Laut dem CID gehören zu den Hauptzielen des von ihm geführten Dialogs gegenseitiges Verständnis zwischen Religionen und Kooperation unter ihren Führern. Aber zweierlei scheint dem Zielen zu widersprechen. Erstens dürfen nach der Theorie des kommunikativen Handelns von Jürgen Habermas die Dialogpartner nicht von der Regierung oder dem Staat abhängig sein, wenn ein Dialog Mittel der gegenseitigen Verständigung sein soll. Iranische Teilnehmer an interreligiösen Dialogkonferenzen sind vom System gesteuert. Allerdings waren in manchen Fällen auch westliche oder russische Dialogteilnehmer nicht völlig von ihrem Staat oder ihrer Regierung unabhängig.

Zweitens erweckt das CID den Eindruck, dass es seine Arbeit nicht sehr ernst nimmt oder nicht gut organisiert ist. Seine Website zeichnet sich vor allem durch ungeordneten Inhalt, unregelmäßige Aktualisierungen und leere Abschnitte aus. Alle Versuche, per E-Mail oder telefonisch mehr Informationen zu bekommen, sind gescheitert.

Wenn also das CID kaum zu einer Verständigung mit anderen Religionen gelangen wird, was kann dann das eigentliche Ziel der Dialogkonferenzen sein? Es scheint, dass der Iran zwei wichtige Ziele verfolgt: Erstens indirekt Beziehungen zu westlichen Ländern zu haben, auch wenn er offiziell eine antiwestliche Haltung einnimmt. So kann der Iran der totalen Isolation entkommen. Zweitens will der Staat in einer Region, die von sunnitischen Nachbarn geprägt ist, ein günstiges Bild der schiitischen Religion und der schiitischen staatlichen Institutionen vermitteln. Die Gleichsetzung der schiitischen Religion mit der derzeitigen Führung soll diese Führung im In- und Ausland legitimieren.

Welche Ergebnisse können wir von einem Dialog erhoffen, der mehr oder weniger von Regierungen bestimmt wird? Trotz der Probleme bietet er auch Chancen.

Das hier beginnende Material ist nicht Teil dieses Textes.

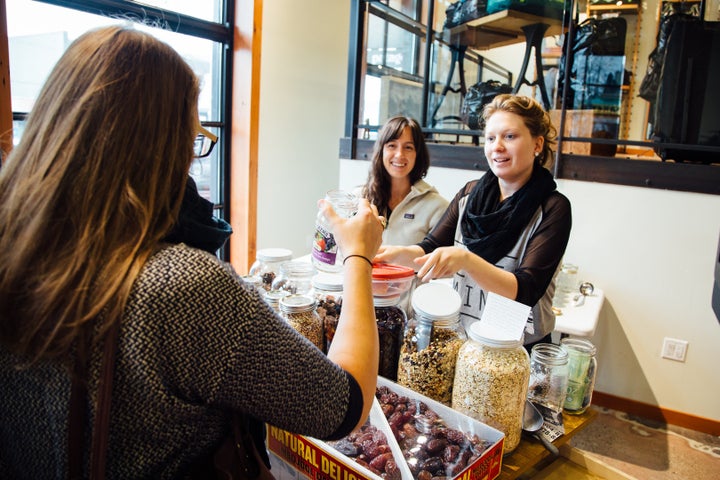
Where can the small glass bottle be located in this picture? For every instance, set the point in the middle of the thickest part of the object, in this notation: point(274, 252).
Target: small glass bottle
point(391, 320)
point(433, 336)
point(327, 289)
point(326, 256)
point(548, 376)
point(267, 264)
point(491, 382)
point(299, 311)
point(582, 368)
point(294, 277)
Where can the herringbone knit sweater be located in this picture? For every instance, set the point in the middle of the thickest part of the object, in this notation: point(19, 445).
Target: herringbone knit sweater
point(194, 343)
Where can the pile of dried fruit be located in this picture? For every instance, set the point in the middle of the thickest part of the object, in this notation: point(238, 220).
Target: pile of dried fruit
point(431, 449)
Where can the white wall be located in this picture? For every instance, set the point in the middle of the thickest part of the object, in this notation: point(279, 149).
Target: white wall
point(651, 251)
point(302, 116)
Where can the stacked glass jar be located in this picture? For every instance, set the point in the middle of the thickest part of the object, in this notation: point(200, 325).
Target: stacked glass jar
point(327, 289)
point(267, 265)
point(294, 277)
point(433, 337)
point(390, 283)
point(491, 382)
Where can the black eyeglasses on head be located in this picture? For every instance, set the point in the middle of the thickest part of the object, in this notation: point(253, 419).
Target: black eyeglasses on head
point(204, 142)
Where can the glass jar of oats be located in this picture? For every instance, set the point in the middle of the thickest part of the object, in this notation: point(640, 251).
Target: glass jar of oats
point(299, 312)
point(491, 381)
point(431, 341)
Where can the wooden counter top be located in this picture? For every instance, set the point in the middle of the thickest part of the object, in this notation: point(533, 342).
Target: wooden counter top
point(531, 452)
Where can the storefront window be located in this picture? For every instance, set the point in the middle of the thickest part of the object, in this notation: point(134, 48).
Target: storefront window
point(40, 31)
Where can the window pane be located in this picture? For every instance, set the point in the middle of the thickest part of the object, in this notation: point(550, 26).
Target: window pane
point(39, 33)
point(203, 9)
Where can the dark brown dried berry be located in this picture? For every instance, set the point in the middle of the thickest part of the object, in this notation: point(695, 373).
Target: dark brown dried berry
point(450, 454)
point(379, 462)
point(436, 445)
point(424, 475)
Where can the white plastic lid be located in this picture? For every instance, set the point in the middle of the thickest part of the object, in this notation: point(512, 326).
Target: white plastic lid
point(332, 282)
point(274, 254)
point(437, 301)
point(491, 337)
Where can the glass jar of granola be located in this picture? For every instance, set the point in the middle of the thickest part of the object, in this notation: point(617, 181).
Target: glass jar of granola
point(433, 336)
point(491, 382)
point(299, 311)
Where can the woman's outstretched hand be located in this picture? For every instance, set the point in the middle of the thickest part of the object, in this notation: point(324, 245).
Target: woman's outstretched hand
point(357, 235)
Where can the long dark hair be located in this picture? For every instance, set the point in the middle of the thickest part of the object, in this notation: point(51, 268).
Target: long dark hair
point(93, 186)
point(377, 187)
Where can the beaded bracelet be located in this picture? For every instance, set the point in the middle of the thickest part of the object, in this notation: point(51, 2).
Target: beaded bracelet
point(359, 256)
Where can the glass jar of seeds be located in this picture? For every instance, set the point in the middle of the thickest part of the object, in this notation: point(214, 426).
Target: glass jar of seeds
point(327, 289)
point(299, 311)
point(491, 382)
point(432, 338)
point(548, 376)
point(267, 264)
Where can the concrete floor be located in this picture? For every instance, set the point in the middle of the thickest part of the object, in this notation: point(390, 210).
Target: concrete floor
point(619, 446)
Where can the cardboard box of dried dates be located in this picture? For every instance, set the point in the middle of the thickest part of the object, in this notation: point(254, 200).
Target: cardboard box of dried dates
point(407, 436)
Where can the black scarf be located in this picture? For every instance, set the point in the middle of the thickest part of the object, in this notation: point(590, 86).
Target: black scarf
point(491, 228)
point(196, 226)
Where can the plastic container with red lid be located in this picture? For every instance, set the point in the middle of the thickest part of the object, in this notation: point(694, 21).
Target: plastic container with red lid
point(391, 280)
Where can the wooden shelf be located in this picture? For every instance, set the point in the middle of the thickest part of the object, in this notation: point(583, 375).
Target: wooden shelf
point(499, 29)
point(632, 7)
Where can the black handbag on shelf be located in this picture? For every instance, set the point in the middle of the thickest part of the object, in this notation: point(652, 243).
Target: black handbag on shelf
point(463, 11)
point(687, 106)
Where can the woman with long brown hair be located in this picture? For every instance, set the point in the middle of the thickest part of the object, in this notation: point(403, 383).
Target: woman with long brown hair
point(86, 198)
point(396, 182)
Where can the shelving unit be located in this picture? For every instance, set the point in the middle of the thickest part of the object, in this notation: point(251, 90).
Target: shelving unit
point(631, 55)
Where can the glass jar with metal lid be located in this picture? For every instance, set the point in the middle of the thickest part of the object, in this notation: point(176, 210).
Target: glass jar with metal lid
point(433, 336)
point(299, 311)
point(548, 376)
point(327, 289)
point(491, 382)
point(267, 264)
point(582, 367)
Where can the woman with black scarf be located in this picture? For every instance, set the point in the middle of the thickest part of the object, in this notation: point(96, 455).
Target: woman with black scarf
point(506, 232)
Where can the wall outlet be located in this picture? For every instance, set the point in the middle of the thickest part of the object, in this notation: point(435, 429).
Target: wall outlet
point(674, 349)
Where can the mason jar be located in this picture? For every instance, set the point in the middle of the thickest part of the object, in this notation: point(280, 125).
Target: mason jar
point(548, 376)
point(325, 255)
point(433, 336)
point(491, 382)
point(299, 312)
point(582, 368)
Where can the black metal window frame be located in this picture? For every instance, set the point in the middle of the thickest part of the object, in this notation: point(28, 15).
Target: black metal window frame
point(220, 32)
point(667, 175)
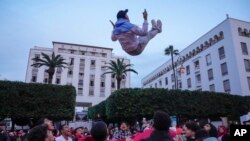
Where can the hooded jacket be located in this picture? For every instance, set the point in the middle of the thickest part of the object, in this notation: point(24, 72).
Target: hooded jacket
point(128, 33)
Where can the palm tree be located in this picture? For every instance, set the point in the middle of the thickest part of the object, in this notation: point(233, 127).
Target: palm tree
point(171, 51)
point(52, 63)
point(118, 69)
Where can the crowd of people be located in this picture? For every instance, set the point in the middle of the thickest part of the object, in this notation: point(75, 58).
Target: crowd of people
point(158, 129)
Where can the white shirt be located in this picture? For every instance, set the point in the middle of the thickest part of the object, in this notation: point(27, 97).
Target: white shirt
point(61, 138)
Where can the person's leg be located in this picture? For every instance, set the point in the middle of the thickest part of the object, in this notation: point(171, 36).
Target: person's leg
point(143, 40)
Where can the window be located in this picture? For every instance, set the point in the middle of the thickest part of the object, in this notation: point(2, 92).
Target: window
point(71, 61)
point(80, 82)
point(45, 80)
point(70, 72)
point(160, 83)
point(226, 85)
point(244, 48)
point(189, 82)
point(57, 80)
point(91, 92)
point(33, 79)
point(72, 51)
point(91, 82)
point(113, 84)
point(247, 65)
point(92, 63)
point(172, 77)
point(224, 69)
point(197, 65)
point(208, 59)
point(82, 61)
point(198, 78)
point(166, 81)
point(188, 69)
point(212, 87)
point(221, 53)
point(102, 84)
point(104, 54)
point(248, 81)
point(37, 56)
point(82, 52)
point(59, 70)
point(179, 85)
point(210, 74)
point(79, 92)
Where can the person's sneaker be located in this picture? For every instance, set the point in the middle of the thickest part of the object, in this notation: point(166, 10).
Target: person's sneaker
point(159, 26)
point(154, 25)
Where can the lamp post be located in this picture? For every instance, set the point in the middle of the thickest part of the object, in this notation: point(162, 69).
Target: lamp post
point(179, 71)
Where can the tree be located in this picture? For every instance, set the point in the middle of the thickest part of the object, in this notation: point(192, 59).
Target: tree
point(171, 51)
point(119, 69)
point(52, 63)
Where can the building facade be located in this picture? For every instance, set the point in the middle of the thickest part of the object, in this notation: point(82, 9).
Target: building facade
point(217, 61)
point(84, 71)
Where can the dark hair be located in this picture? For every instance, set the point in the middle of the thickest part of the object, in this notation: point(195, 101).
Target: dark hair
point(192, 126)
point(61, 127)
point(201, 134)
point(162, 121)
point(77, 129)
point(38, 133)
point(213, 131)
point(122, 14)
point(99, 131)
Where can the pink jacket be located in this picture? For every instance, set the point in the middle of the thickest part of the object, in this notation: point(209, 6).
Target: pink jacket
point(129, 40)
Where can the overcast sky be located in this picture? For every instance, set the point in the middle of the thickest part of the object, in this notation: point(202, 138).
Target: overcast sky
point(28, 23)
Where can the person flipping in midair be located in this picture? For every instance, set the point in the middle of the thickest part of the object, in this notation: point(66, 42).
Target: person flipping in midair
point(132, 38)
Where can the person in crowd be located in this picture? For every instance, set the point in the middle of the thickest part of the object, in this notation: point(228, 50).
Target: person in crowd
point(211, 129)
point(55, 133)
point(161, 125)
point(3, 135)
point(86, 132)
point(123, 133)
point(40, 133)
point(222, 133)
point(65, 133)
point(46, 121)
point(202, 135)
point(79, 134)
point(190, 129)
point(99, 131)
point(20, 136)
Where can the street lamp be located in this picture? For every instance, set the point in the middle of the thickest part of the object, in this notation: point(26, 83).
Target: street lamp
point(179, 71)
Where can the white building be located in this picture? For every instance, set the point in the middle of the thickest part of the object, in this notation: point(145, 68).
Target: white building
point(85, 68)
point(217, 61)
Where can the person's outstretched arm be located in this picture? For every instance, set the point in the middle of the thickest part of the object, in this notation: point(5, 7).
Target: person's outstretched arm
point(142, 31)
point(113, 37)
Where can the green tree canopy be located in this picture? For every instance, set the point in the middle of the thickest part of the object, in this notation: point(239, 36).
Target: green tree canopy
point(119, 69)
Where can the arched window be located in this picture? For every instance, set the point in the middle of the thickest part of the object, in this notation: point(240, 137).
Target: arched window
point(216, 38)
point(221, 34)
point(197, 50)
point(194, 52)
point(245, 32)
point(211, 41)
point(202, 47)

Wenn Gruppen sich regelmäßig in gleicher Zusammensetzung treffen, können sie im Lauf der Zeit Wege finden, soziale Fragen rational zu diskutieren. So einigten sich die schiitische Delegation des Iran und die katholische Delegation des Vatikan 2008 darauf, dass Rationalität ebenso achtbar sei wie Glaube. Daraus kann sich eine Möglichkeit zu ernsthaften Gesprächen über Säkularismus entwickeln.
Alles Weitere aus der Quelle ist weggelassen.